In this case, the Italian Revenue Agency had denied the right to deduct VAT for the vehicle company, based on European case law that does not recognize the status of a taxable person for VAT purposes for “static” holding companies, i.e., those that merely hold shares without actively managing the controlled companies.
However, the Court rejected the Revenue Agency’s appeal, reiterating the principle that VAT deduction is subject to two conditions: the entity must have the status of a “taxable person,” and the goods or services purchased must be intended for taxable transactions or transactions assimilated for deduction purposes. Therefore, the vehicle company can deduct VAT if, following the merger with the target, it is considered a taxable entity, and the purchases of goods and services are instrumental to the merger operation.

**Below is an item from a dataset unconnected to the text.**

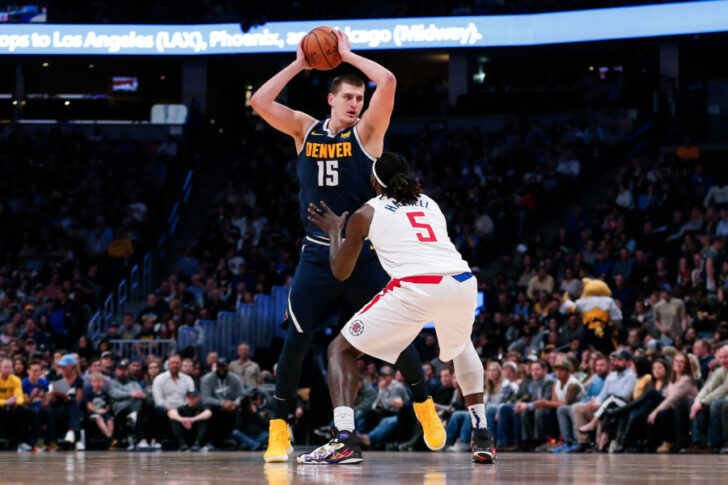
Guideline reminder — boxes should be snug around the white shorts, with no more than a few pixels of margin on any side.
[341,276,478,364]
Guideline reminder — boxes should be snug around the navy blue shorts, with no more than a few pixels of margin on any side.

The Court emphasized that, in the context of an MLBO, the acquisition of shares in the target company by the vehicle company is merely a transitional and instrumental phase for the merger between the two entities. Unlike static holdings, the vehicle company is created with the objective of acquiring and directly managing the target, enhancing its economic and financial structure through a pre-planned merger.
Therefore, even if the goods and services purchased by the vehicle company are not immediately used for an economic activity, they are still considered necessary for the subsequent start of such activity. The VAT taxable status of the vehicle company does not cease simply because active operations begin at a later time.